GreenFuel Technologies, one of the earliest, best funded and most publicized algae companies, is shutting its doors, a victim of the credit crunch.
"We are closing doors. We are a victim of the economy," said Duncan McIntyre at Polaris Venture Partners, which invested in Greenfuel.
Although it has raised millions of dollars and landed a high-profile deal with Auranta in Spain to erect test facilities, it could not get money to complete the project. In January, it laid off 19 people, or half of the staff.
The company has also been chronically saddled with delays and technical problems. The company's plan was to pump carbon dioxide from smokestacks into bioreactors – i.e., sealed plastic bags filled with algae and water. The algae would grow fat on the carbon dioxide and later be harvested by GreenFuel to be turned into oil for biodiesel. Protein and other matter from the algae would also be sold to pet food manufacturers.
Ideally, GreenFuel's plants would sequester greenhouse gases, help the U.S. get off foreign oil, and bring the company revenue from carbon credits and product sales.

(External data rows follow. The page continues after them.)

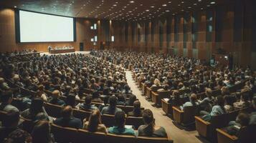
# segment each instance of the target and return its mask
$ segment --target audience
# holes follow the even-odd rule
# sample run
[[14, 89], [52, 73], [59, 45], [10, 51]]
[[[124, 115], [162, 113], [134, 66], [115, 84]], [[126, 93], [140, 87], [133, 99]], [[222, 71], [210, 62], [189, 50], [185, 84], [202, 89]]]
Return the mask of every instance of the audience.
[[102, 124], [101, 114], [99, 109], [93, 110], [90, 115], [89, 121], [84, 123], [84, 129], [91, 132], [108, 133], [106, 127]]
[[142, 112], [141, 109], [141, 102], [137, 100], [133, 102], [133, 110], [129, 112], [127, 114], [127, 116], [139, 117], [142, 117]]
[[63, 127], [82, 129], [82, 123], [80, 119], [73, 117], [73, 109], [70, 106], [64, 107], [62, 110], [62, 117], [53, 122], [55, 124]]
[[136, 133], [132, 128], [125, 127], [125, 114], [124, 112], [120, 111], [115, 112], [115, 126], [108, 129], [109, 133], [136, 136]]
[[155, 119], [150, 109], [146, 109], [143, 112], [143, 117], [145, 125], [141, 125], [138, 127], [138, 136], [167, 137], [164, 128], [156, 125]]
[[117, 99], [115, 96], [111, 96], [109, 98], [109, 105], [103, 107], [101, 110], [102, 114], [115, 114], [118, 112], [121, 112], [122, 109], [116, 107]]

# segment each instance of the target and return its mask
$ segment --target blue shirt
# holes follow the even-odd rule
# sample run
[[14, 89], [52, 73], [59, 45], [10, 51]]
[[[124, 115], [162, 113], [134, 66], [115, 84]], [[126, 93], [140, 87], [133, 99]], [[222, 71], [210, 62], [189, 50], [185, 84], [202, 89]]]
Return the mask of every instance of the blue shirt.
[[128, 129], [125, 127], [118, 128], [116, 126], [110, 127], [108, 129], [108, 133], [115, 134], [123, 134], [123, 135], [132, 135], [135, 136], [135, 132], [133, 129]]

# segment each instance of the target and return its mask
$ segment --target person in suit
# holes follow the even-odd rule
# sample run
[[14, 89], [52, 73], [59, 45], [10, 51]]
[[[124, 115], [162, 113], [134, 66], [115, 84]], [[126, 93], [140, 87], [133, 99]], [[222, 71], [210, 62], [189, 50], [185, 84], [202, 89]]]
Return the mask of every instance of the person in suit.
[[156, 125], [155, 119], [151, 110], [146, 109], [143, 114], [145, 124], [138, 129], [138, 136], [153, 137], [167, 137], [166, 129]]
[[79, 109], [82, 110], [93, 110], [98, 109], [94, 104], [92, 104], [92, 97], [87, 96], [84, 103], [79, 104], [77, 106]]
[[141, 102], [137, 100], [133, 103], [133, 110], [132, 112], [129, 112], [127, 115], [129, 117], [142, 117], [142, 112], [141, 110]]
[[91, 132], [100, 132], [107, 134], [106, 127], [102, 124], [101, 114], [98, 109], [93, 110], [90, 115], [89, 120], [84, 123], [85, 129]]
[[49, 103], [60, 106], [65, 106], [65, 102], [60, 99], [60, 91], [54, 90], [52, 92], [52, 99], [49, 100]]
[[11, 111], [19, 112], [19, 109], [11, 104], [13, 99], [13, 94], [11, 91], [1, 92], [0, 99], [1, 103], [0, 104], [0, 110], [9, 112]]
[[55, 124], [63, 127], [82, 129], [82, 123], [80, 119], [73, 117], [73, 109], [70, 106], [63, 107], [61, 113], [62, 117], [53, 122]]
[[115, 134], [133, 135], [136, 136], [133, 129], [127, 128], [125, 125], [125, 114], [124, 112], [117, 112], [115, 114], [115, 126], [110, 127], [108, 132]]
[[121, 112], [122, 109], [116, 107], [117, 99], [115, 96], [111, 96], [109, 98], [109, 105], [103, 107], [101, 111], [102, 114], [115, 114], [118, 112]]

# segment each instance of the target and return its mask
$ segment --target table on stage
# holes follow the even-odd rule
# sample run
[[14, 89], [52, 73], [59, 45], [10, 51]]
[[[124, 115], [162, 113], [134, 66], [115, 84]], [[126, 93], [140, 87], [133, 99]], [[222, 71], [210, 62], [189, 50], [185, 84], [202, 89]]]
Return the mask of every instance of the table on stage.
[[49, 51], [49, 54], [60, 54], [60, 53], [71, 53], [75, 52], [75, 49], [52, 49]]

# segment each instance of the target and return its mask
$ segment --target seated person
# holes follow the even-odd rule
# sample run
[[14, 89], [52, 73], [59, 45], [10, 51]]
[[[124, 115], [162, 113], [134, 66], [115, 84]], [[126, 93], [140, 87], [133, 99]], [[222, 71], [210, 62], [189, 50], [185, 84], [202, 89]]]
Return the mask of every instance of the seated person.
[[64, 107], [62, 112], [62, 117], [56, 119], [53, 123], [63, 127], [81, 129], [82, 127], [82, 122], [80, 119], [73, 117], [73, 109], [70, 106]]
[[129, 112], [127, 115], [129, 117], [142, 117], [142, 112], [141, 110], [141, 102], [137, 100], [133, 103], [133, 111]]
[[103, 103], [103, 100], [100, 98], [100, 93], [98, 92], [93, 92], [92, 94], [92, 102], [96, 103]]
[[124, 112], [117, 112], [115, 114], [115, 126], [110, 127], [108, 132], [110, 134], [122, 134], [122, 135], [133, 135], [136, 136], [133, 129], [128, 129], [125, 125], [125, 114]]
[[249, 126], [250, 115], [247, 113], [240, 113], [236, 119], [235, 122], [230, 122], [229, 127], [227, 127], [227, 132], [231, 135], [238, 135], [241, 128]]
[[224, 103], [225, 105], [224, 106], [224, 107], [225, 108], [225, 110], [227, 113], [231, 112], [232, 111], [234, 110], [234, 107], [233, 107], [233, 99], [232, 97], [230, 96], [224, 96]]
[[166, 129], [159, 126], [156, 126], [155, 119], [150, 109], [146, 109], [143, 114], [145, 125], [138, 127], [138, 136], [146, 136], [152, 137], [167, 137]]
[[123, 105], [125, 104], [125, 97], [123, 94], [119, 94], [118, 96], [118, 103], [117, 105]]
[[19, 112], [12, 110], [7, 112], [2, 121], [2, 127], [0, 127], [0, 142], [4, 142], [4, 139], [6, 138], [11, 132], [16, 129], [20, 129], [18, 127], [19, 121]]
[[65, 106], [65, 102], [60, 99], [60, 94], [59, 90], [54, 90], [52, 92], [52, 99], [49, 100], [49, 103], [60, 105], [60, 106]]
[[9, 112], [11, 111], [19, 112], [19, 109], [11, 104], [13, 99], [13, 94], [11, 91], [1, 92], [0, 99], [0, 110]]
[[129, 99], [126, 101], [125, 102], [125, 105], [126, 106], [133, 106], [133, 102], [136, 100], [136, 96], [133, 95], [133, 94], [131, 94]]
[[250, 124], [256, 124], [256, 94], [252, 98], [252, 112], [250, 117]]
[[182, 106], [180, 107], [181, 109], [183, 110], [186, 107], [196, 107], [199, 104], [197, 102], [196, 94], [192, 94], [190, 96], [190, 102], [184, 103]]
[[78, 104], [77, 107], [82, 110], [92, 110], [98, 109], [94, 104], [92, 104], [92, 97], [88, 95], [85, 97], [84, 103]]
[[22, 117], [25, 119], [34, 120], [35, 117], [40, 112], [47, 115], [43, 107], [44, 102], [41, 98], [34, 98], [31, 102], [30, 107], [21, 113]]
[[102, 124], [101, 114], [99, 109], [93, 110], [89, 121], [84, 123], [84, 129], [91, 132], [100, 132], [107, 134], [106, 127]]
[[224, 107], [224, 98], [222, 96], [217, 96], [216, 100], [216, 104], [212, 107], [212, 112], [210, 113], [204, 111], [201, 111], [200, 114], [202, 114], [202, 119], [205, 121], [210, 121], [212, 117], [223, 114], [226, 113]]
[[170, 99], [168, 100], [168, 103], [171, 104], [171, 107], [179, 106], [180, 103], [179, 92], [179, 90], [174, 90]]
[[109, 97], [109, 105], [108, 107], [104, 107], [101, 110], [102, 114], [115, 114], [118, 112], [121, 112], [122, 109], [116, 107], [116, 97], [115, 96], [111, 96]]
[[212, 104], [214, 103], [214, 97], [212, 96], [212, 89], [209, 88], [205, 89], [205, 94], [207, 97], [199, 101], [199, 106], [203, 110], [209, 112], [211, 111]]

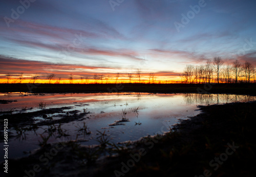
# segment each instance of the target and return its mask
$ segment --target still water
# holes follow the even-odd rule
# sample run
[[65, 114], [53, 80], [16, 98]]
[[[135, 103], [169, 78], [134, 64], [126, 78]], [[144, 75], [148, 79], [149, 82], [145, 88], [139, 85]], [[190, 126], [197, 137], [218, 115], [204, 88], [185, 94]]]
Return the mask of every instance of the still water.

Getting the whole thing to run smoothly, though, was tougher than expected. GreenFuel could grow algae. The problem was controlling it. In 2007, a project to grow algae in an Arizona greenhouse went awry when the algae grew faster than they could be harvested and died off. The company also found its system would cost more than twice its target.
That led to the company laying off about half its staff of 50 at the time and hiring Ethernet inventor Bob Metcalfe as interim CEO. Metcalfe led the restarting and decommissioning of the Arizona project after what he said was a successful trial, and helped the company raise $13.9 million in funding from VCs including Access Private Equity, Draper Fisher Jurvetson and Polaris Venture Partners.
In July, shortly after Metcalfe said GreenFuel was seeking a series C round of funding and was looking into two projects in the United States (see GreenFuel Closes In on Series C), GreenFuel named former Dow Chemical executive Upfill-Brown as its new CEO. Since then, GreenFuel hasn't announced any more funding or any U.S. projects.